Frequently asked questions

Is there a minimum revenue threshold below which French EPR does not apply?

No. The producer obligation under Article L. 541-10 II of the Code de l’environnement triggers on the first placing on the market — a single unit shipped to a French consumer is enough. There is no de-minimis revenue or unit threshold for the registration obligation. Eco-contribution AMOUNTS scale with volume, so small sellers pay less, but the registration is binary: yes or no.

I sell less than €5,000/year to French consumers. Am I really required to register?

Yes, in principle. Legal exposure is real. Practical enforcement is risk-weighted — ADEME prioritises high-volume non-compliant operators — but marketplace enforcement (Amazon France, Cdiscount, ManoMano) does not differentiate by volume. Listings deactivate regardless of revenue once the platform queries SYDEREP and finds no IDU. Many small sellers register only after their listings are suspended, by which point recovery costs more time than scheduled registration.

What about the €750,000 threshold I have heard mentioned for textile (Refashion)?

That is a Refashion-specific simplified-tier fee structure, not a registration exemption. Refashion offers a flat-fee registration of €75 per year for producers under €750,000 revenue and fewer than 5,000 units placed on the French market — but they must still register and obtain an IDU. The threshold reduces the eco-contribution fee tier; it does not waive registration. See our [Refashion article](/blog/refashion-france-apparel-linen-footwear-brands) for the full details.

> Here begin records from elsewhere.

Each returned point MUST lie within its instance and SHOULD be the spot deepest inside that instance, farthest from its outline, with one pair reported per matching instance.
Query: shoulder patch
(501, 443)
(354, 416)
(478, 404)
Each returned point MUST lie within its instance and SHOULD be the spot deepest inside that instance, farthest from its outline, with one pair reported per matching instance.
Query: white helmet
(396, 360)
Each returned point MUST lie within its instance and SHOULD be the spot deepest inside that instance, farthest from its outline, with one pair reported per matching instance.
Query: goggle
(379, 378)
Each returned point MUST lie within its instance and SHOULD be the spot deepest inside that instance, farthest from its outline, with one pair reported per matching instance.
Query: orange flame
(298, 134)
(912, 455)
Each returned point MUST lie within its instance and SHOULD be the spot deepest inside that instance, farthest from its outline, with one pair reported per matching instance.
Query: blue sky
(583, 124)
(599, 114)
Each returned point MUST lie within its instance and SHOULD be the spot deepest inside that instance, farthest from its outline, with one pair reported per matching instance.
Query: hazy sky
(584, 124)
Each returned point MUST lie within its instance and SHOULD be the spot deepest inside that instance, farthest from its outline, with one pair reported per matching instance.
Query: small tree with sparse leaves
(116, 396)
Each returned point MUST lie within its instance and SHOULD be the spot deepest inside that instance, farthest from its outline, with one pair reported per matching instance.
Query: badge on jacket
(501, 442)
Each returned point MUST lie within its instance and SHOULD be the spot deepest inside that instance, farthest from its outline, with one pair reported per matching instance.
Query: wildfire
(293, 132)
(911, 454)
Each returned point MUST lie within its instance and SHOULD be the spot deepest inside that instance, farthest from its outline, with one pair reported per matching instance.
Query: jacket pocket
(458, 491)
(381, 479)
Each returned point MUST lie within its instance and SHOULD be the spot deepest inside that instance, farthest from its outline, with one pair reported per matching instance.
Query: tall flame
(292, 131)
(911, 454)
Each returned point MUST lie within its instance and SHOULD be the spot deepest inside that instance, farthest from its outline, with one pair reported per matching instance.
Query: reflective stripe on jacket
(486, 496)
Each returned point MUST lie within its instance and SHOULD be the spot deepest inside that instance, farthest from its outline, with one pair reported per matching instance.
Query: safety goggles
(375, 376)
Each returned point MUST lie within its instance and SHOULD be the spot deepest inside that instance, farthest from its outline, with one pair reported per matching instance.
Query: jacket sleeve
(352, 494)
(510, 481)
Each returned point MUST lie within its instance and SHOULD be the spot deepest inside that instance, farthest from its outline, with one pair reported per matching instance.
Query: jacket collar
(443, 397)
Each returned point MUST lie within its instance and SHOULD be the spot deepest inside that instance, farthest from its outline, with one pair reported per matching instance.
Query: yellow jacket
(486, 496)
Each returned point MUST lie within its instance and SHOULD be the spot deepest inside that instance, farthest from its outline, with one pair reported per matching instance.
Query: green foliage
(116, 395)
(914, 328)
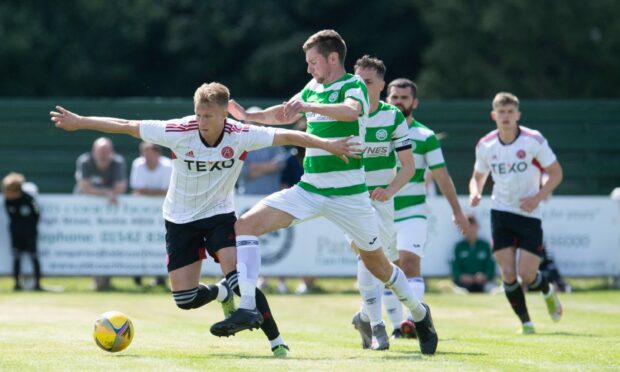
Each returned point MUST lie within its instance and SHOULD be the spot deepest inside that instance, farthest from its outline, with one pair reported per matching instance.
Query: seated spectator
(23, 224)
(150, 175)
(101, 172)
(473, 267)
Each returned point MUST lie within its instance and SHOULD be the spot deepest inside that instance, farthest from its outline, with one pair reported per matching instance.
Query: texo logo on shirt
(211, 166)
(504, 168)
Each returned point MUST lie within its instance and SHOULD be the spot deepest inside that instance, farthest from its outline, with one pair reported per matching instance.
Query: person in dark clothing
(24, 216)
(473, 267)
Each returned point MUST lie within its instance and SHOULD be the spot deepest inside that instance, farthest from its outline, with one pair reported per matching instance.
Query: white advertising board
(83, 235)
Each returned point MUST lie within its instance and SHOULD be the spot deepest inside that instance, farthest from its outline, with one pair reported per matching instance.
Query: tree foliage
(454, 48)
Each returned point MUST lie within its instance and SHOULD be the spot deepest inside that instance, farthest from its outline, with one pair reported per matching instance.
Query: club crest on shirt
(381, 134)
(227, 152)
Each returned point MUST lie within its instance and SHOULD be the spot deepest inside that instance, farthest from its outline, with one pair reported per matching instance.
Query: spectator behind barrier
(150, 175)
(101, 172)
(24, 217)
(473, 267)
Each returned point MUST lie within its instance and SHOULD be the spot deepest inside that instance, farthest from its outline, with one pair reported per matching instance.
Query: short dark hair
(404, 83)
(326, 42)
(369, 62)
(505, 98)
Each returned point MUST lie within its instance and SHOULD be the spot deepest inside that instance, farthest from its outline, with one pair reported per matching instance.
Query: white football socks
(370, 289)
(418, 286)
(393, 308)
(398, 283)
(222, 292)
(248, 268)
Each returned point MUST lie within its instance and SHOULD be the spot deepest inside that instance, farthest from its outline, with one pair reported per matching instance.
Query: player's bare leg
(410, 264)
(259, 220)
(506, 258)
(187, 290)
(536, 281)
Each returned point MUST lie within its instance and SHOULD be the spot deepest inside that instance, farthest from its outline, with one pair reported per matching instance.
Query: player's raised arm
(342, 148)
(69, 121)
(273, 115)
(349, 110)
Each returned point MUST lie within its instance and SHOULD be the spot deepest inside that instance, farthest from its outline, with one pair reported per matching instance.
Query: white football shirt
(515, 167)
(203, 177)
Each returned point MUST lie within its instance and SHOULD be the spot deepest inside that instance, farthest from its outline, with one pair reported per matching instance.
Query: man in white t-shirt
(150, 173)
(208, 151)
(513, 155)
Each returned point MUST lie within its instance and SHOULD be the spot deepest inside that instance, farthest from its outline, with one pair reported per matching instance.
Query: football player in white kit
(208, 150)
(513, 154)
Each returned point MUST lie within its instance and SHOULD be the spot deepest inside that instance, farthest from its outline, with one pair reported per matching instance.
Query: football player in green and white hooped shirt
(335, 105)
(387, 137)
(410, 202)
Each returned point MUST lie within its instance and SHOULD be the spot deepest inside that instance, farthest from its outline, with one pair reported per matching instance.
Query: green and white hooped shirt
(386, 133)
(410, 202)
(325, 173)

Does PPWR Article 45 change the threshold situation from 12 August 2026?

No. PPWR Article 45 actually reinforces the no-threshold principle EU-wide for packaging. Every Member State will require an authorised representative for non-establishment producers regardless of volume. The simplified registration tiers some Member States offer (low-volume eco-contribution discounts) continue, but the representative obligation does not get a small-business carve-out.

Are there ANY genuine exemptions to French EPR registration?

A few narrow ones. (1) If the chain of title flows through a French importer who takes title before the goods enter France, the French importer is the producer — the non-French exporter is not. (2) If a product genuinely falls outside any of the 10+ regulated streams (rare for consumer goods). (3) Strictly intra-EU B2B sales where the French B2B buyer becomes the producer. Apart from these, any non-EU seller shipping consumer goods to French addresses is in scope.

If I am tiny — should I just register through a flat-fee provider?

For small sellers, the cost arithmetic is roughly: a flat-fee representative at €2,988/year per stream + ~€80-€450/year eco-organism membership + tiny eco-contribution. For a €10,000-revenue Amazon France seller, that is ~€3,100/year against ~€500 of Amazon Pay-on-Behalf charges. Pay-on-Behalf wins on raw cost in year 1. But Pay-on-Behalf does not produce an IDU — see our [Pay-on-Behalf vs Register comparison](/amazon-france-epr-pay-on-behalf-vs-register). The decision depends on growth trajectory and channel breadth, not just current revenue.